岩手県大槌町で行った夏の学生インターン活動報告第5弾は、関西大学3年の佐々木百合さん。震災当時の状況をもっと知りたい、と自分から積極的に町の方と交流し「ここで見聞きしたことを無駄にせず、絶対に伝えたい」という強い思いで書いてくれました。

大槌町を訪れ一番驚いたのは、自分が想像していた以上に町の再建が進んでいなかったことだ。吉里吉里第3仮設に住む方に、震災当時の話を聞かせてもらう機会があった。震災時には町が混乱しきっていたこと、十分な支援物資を受け取ることができなかったこと。たくさんの人がひしめく避難所では落ち着くことができず、約100日間も車の中で過ごしたそうだ。しばらくして仮設住宅に入居したものの、あの日以来、気持ちが大きく変わってしまったという。「震災が起こった後、仮設に入って布団を敷いて寝たことがないんです。座ったまま寝ているということが多いです」と話してくれた。

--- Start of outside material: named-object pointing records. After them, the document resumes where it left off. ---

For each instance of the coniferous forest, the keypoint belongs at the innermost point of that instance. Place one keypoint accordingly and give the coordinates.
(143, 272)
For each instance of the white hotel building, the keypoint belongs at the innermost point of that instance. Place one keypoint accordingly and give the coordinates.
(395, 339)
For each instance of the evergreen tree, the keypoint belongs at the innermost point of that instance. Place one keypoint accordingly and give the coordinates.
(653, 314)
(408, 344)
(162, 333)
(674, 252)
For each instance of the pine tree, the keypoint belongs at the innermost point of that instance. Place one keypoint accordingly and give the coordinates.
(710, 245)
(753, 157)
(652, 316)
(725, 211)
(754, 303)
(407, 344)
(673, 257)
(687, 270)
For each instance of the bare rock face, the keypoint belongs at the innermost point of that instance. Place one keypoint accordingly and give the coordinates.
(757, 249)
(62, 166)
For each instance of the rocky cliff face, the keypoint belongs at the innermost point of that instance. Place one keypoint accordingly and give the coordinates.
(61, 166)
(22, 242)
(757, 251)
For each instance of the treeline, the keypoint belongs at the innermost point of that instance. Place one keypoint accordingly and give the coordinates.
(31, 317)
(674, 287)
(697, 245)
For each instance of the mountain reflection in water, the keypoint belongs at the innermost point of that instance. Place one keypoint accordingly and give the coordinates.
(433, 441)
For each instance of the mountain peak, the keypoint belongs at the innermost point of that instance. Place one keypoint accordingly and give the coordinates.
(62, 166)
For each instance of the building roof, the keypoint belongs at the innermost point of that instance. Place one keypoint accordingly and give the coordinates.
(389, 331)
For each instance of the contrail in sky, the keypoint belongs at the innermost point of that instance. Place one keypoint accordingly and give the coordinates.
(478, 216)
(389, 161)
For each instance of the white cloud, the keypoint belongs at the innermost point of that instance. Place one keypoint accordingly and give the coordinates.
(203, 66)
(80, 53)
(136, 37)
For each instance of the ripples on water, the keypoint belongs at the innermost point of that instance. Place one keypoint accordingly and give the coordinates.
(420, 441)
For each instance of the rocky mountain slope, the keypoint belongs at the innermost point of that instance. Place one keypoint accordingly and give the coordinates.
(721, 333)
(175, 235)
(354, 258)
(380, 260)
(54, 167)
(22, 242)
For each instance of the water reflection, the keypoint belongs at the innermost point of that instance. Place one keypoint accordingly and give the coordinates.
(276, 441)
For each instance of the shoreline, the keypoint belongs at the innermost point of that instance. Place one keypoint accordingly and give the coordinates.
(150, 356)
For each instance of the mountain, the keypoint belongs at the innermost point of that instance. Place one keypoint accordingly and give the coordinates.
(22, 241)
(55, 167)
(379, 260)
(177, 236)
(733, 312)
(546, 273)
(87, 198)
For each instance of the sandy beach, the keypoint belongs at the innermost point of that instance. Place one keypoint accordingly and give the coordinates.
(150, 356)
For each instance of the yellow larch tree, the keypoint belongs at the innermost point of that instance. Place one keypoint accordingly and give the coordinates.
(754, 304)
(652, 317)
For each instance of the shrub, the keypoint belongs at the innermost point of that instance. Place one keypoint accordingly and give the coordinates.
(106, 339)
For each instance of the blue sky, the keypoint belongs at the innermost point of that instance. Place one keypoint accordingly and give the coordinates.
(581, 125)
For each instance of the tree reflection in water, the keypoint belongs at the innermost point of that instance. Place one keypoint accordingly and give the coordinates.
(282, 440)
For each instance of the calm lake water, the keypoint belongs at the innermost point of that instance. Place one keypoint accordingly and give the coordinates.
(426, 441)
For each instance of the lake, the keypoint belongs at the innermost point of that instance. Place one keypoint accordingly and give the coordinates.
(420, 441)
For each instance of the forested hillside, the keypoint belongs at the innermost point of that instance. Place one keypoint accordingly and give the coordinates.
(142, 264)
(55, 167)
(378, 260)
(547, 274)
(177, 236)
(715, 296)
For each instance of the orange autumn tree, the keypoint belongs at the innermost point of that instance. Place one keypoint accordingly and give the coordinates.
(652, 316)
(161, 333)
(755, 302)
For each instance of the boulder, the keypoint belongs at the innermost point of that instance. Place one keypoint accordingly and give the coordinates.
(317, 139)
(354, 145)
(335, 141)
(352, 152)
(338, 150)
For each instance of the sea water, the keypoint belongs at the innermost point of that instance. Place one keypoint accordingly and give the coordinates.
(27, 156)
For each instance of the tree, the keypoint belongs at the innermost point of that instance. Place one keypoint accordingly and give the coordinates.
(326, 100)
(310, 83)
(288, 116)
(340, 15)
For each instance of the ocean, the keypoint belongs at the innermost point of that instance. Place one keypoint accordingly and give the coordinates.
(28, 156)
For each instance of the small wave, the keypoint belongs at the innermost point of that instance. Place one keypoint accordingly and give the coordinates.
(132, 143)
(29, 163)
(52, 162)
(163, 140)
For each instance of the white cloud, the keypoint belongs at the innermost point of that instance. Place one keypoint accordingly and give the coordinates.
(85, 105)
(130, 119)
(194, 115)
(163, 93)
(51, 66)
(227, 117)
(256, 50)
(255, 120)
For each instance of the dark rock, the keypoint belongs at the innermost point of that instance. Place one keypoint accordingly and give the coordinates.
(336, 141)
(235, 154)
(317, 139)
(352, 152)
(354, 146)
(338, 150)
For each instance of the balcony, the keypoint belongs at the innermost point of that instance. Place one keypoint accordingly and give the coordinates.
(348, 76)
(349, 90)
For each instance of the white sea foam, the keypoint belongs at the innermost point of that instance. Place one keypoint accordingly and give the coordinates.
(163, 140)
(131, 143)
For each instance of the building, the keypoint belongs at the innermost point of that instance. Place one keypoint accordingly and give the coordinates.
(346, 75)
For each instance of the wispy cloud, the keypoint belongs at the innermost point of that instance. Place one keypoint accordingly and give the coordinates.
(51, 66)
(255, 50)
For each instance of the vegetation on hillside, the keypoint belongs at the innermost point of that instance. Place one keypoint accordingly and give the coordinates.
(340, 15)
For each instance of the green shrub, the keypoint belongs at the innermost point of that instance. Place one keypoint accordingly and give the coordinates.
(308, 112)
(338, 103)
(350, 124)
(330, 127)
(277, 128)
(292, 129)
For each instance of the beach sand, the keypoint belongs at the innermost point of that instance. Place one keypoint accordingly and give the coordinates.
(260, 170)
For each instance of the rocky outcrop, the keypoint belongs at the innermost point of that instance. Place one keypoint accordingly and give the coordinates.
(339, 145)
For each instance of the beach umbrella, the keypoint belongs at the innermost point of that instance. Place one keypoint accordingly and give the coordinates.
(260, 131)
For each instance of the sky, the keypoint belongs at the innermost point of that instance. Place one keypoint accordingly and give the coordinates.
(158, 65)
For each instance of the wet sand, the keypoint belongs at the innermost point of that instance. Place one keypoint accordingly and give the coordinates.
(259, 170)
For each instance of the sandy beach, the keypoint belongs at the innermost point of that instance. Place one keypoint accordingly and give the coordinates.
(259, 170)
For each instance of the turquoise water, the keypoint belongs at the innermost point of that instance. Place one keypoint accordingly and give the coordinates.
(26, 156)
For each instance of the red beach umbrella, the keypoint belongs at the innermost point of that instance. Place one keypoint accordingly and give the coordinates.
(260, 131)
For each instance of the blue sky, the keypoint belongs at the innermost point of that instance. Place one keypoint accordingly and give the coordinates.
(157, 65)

それでも、その方は毎日集会所に行き、人とのコミュニケーションを心がけているという。でも、まるで仕事をするように義務的に笑っている自分がいたり、ストレスで歩いている最中に倒れ、救急車で運ばれたこともあったそうだ。「震災当時と変わったのは、瓦礫が片付いたことと、スーパーが出来たことだけ」。実際に大槌で暮らす方の生の声を聞いて、復興は進んでいないという状況を実感した。

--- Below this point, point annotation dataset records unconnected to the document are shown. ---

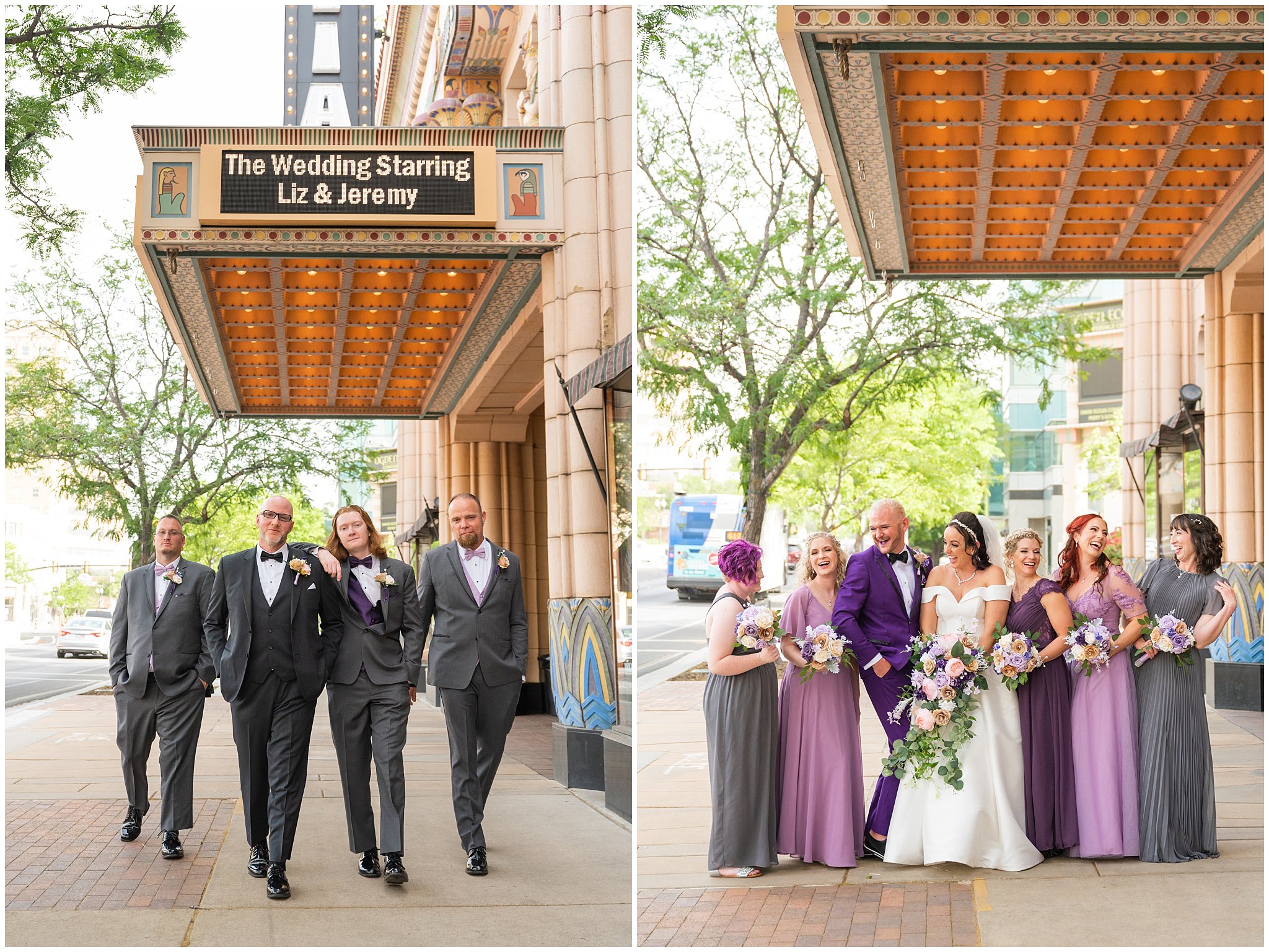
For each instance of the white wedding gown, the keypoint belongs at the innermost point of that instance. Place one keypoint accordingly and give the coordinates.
(983, 824)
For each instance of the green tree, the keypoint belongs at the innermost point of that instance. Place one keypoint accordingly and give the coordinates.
(61, 60)
(757, 328)
(933, 453)
(232, 528)
(116, 408)
(72, 596)
(15, 570)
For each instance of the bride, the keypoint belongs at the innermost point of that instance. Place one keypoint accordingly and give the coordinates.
(984, 823)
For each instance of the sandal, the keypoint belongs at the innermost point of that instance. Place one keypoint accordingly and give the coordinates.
(743, 872)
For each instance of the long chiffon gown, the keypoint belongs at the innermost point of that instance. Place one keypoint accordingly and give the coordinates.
(1045, 710)
(981, 824)
(1104, 730)
(1177, 790)
(743, 748)
(822, 791)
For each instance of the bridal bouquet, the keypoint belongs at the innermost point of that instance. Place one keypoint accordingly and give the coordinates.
(824, 650)
(1014, 657)
(1167, 634)
(1089, 644)
(947, 678)
(757, 627)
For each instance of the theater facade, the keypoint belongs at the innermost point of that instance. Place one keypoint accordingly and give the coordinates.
(463, 266)
(1092, 141)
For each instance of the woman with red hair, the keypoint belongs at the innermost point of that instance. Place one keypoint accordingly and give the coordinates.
(1104, 704)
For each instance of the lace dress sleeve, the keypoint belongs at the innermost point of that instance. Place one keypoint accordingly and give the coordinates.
(1125, 593)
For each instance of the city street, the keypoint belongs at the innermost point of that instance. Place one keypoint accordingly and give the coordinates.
(667, 627)
(33, 671)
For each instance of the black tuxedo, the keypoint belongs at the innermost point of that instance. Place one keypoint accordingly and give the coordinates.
(272, 663)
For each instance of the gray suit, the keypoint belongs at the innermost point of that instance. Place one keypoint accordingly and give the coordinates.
(478, 662)
(169, 701)
(368, 692)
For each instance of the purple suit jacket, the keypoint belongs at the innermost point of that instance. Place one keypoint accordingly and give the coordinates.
(869, 608)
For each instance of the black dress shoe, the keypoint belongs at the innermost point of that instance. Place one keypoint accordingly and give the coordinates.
(276, 883)
(131, 828)
(258, 865)
(369, 863)
(172, 848)
(393, 871)
(875, 847)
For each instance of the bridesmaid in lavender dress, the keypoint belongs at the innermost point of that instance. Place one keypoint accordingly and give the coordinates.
(1103, 705)
(1045, 701)
(822, 772)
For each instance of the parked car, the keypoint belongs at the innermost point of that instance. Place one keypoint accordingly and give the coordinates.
(84, 636)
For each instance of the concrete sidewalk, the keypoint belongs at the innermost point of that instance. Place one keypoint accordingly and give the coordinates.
(1059, 903)
(560, 865)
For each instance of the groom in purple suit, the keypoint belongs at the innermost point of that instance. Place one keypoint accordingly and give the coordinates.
(879, 612)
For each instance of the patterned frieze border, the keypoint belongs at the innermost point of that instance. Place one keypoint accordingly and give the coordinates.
(1022, 24)
(506, 139)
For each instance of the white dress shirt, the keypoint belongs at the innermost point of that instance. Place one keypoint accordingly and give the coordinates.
(478, 569)
(366, 578)
(271, 572)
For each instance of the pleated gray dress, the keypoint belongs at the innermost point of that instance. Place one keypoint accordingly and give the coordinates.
(743, 745)
(1175, 790)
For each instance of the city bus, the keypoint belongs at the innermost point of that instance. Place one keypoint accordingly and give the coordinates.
(700, 526)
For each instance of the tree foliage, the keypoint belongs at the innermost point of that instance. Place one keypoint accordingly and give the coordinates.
(116, 409)
(757, 328)
(64, 59)
(933, 453)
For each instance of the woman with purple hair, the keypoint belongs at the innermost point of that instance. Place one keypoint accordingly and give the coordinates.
(742, 730)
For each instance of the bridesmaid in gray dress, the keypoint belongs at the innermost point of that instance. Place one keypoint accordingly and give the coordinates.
(742, 728)
(1177, 792)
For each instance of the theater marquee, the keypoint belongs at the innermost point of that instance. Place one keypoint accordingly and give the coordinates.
(348, 186)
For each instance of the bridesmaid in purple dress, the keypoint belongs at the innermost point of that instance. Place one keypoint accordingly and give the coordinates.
(1045, 701)
(1103, 705)
(822, 775)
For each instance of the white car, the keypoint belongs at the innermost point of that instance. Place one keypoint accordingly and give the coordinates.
(84, 636)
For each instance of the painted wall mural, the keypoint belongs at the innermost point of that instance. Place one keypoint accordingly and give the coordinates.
(582, 662)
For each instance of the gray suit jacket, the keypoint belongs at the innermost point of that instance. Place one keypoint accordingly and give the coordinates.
(495, 632)
(180, 652)
(392, 652)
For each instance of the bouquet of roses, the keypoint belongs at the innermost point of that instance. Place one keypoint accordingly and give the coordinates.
(757, 627)
(1014, 657)
(1167, 634)
(1089, 644)
(947, 678)
(824, 650)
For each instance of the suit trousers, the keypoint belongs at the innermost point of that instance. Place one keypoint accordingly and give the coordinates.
(884, 692)
(177, 720)
(478, 720)
(272, 727)
(369, 720)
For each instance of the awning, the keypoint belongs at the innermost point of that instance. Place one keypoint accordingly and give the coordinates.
(1172, 433)
(602, 372)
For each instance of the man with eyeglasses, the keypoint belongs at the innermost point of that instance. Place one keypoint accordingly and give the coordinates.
(160, 673)
(271, 654)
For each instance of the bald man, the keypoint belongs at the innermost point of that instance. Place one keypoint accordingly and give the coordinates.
(271, 655)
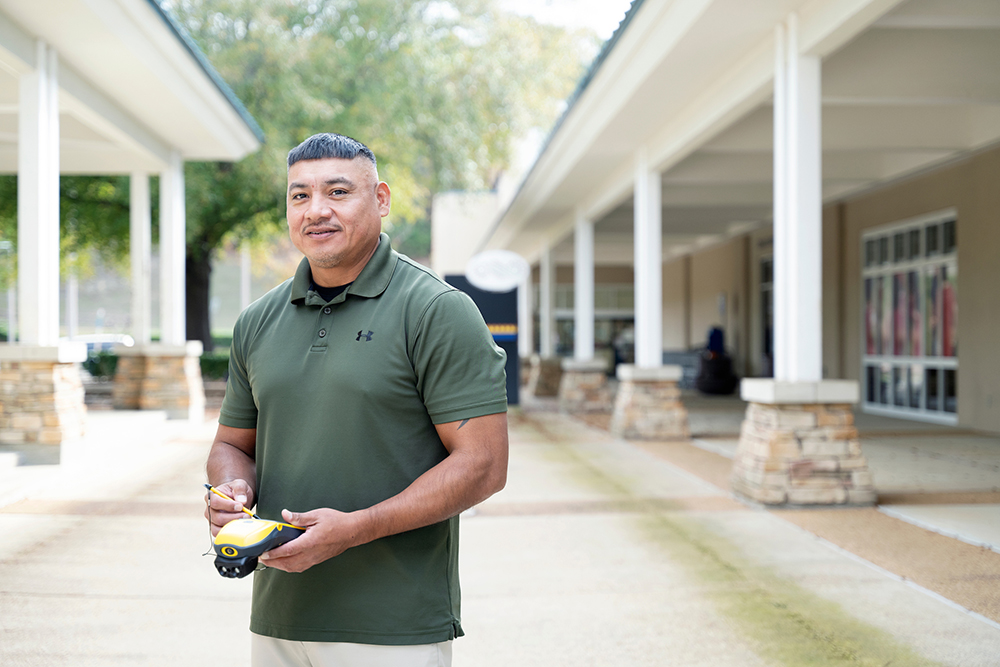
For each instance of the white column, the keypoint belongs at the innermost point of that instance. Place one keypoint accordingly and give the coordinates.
(172, 244)
(245, 283)
(583, 288)
(38, 201)
(525, 319)
(648, 266)
(140, 253)
(546, 305)
(11, 314)
(797, 213)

震災から約2年が過ぎ、現地に住んでいない人々にとっては、もう大分前に起きた出来事という認識なのかもしれない。自分も震災は過去の出来事だと思っていた。まだまだ復興への道のりが遠いなんて思ってもみなかった。でも、ここでは震災は過去の事ではなく、今も続いている。

現実を少し知ることができた今、被災地の「今」をもっと知ってもらいたいという気持ちが強くなった。インターン中は、住民の方の思いを聞かせていただき、私自身も苦しい気持ちになることが多かった。でも、この現実から目を背けてはいけないと強く思う。しっかりと現実を認識した上で、見たこと、感じたことを多くの人に伝え、現地から情報を発信していくことが、私たちにとって一番大切なことだと思うようになった。この経験を活かして、これからも多くの人に伝えていきたい。